Die Lage verschlimmerte sich mit dem Führungstreffer der Stuttgarter in der 14. Minute (Sean Dundee aus Nahdistanz), weil die Gäste nun alle Kräfte auf die Errichtung eines Abwehrwalles verwenden konnten, den Hertha BSC erst in der zweiten Hälfte nahm. Stevens schickte zur Erstürmung Weltmeister Luizão auf den Platz (70.), doch Neonational- und Abwehrspieler Arne Friedrich machte das Tor per Flachschuss aus 20 Metern.
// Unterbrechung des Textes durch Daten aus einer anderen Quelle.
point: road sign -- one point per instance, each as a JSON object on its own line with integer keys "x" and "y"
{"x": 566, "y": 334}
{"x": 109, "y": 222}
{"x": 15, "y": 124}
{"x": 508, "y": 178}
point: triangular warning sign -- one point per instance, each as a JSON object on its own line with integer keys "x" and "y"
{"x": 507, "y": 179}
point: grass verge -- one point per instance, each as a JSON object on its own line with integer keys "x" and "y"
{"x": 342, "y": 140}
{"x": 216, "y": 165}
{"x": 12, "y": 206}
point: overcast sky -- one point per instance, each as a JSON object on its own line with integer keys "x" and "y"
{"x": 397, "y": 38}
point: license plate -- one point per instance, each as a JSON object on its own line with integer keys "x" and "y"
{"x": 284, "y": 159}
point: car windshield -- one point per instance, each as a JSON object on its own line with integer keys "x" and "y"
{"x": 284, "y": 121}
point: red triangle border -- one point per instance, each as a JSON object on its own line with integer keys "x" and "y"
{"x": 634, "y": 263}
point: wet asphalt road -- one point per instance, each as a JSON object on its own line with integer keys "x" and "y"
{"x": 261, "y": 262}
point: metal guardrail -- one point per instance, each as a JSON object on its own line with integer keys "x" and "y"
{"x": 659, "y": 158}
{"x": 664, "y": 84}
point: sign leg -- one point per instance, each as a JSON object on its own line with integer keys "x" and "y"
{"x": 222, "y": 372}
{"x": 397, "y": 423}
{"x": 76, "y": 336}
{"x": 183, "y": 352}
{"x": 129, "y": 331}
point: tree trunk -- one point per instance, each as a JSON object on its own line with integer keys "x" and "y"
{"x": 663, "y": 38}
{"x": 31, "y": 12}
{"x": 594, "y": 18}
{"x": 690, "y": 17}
Luizão hatte vorgelegt – seine erste gute Tat im Hertha-Trikot.

„Wir haben in der zweiten Halbzeit großes Risiko genommen“, sagte Stevens, „da haben wir Mann gegen Mann gespielt, das war gefährlich.“ So groß kann das Risiko nicht gewesen sein, denn laut Manager Dieter Hoeneß war keiner aus der gegen Spielende vier Mann starken Sturmabteilung der beste Hertha-Profi des Nachmittags, sondern Torschütze Friedrich, den die Nominierung durch Teamchef Rudi Völler überrascht hat.

„Es geht alles ein bisschen schnell“, sagte der schüchterne Jungprofi, „ich glaube, dass man nach einem Spiel noch kein Nationalspieler ist.“ Völler sieht das offenbar anders, was Stevens nicht recht sein kann. Er sieht Friedrich „noch ganz unten“. Durch den Wirbel, der um die Nominierung entstanden ist, sei ein wenig Unruhe in die Mannschaft gekommen.

Nicht nur Arne Friedrich reist mit der Auswahl, auch Luizão lässt sich in der kommenden Woche entschuldigen. „Das wirft ihn wieder zurück“, ärgerte sich Huub Stevens, um dann wieder einen seiner Sätze zu sagen, die eine charmante Schummelei sind: „Das Ergebnis ist für mich nicht wichtig, ich will nur ordentlichen Fußball sehen.“ Wir wissen, wie er das meint.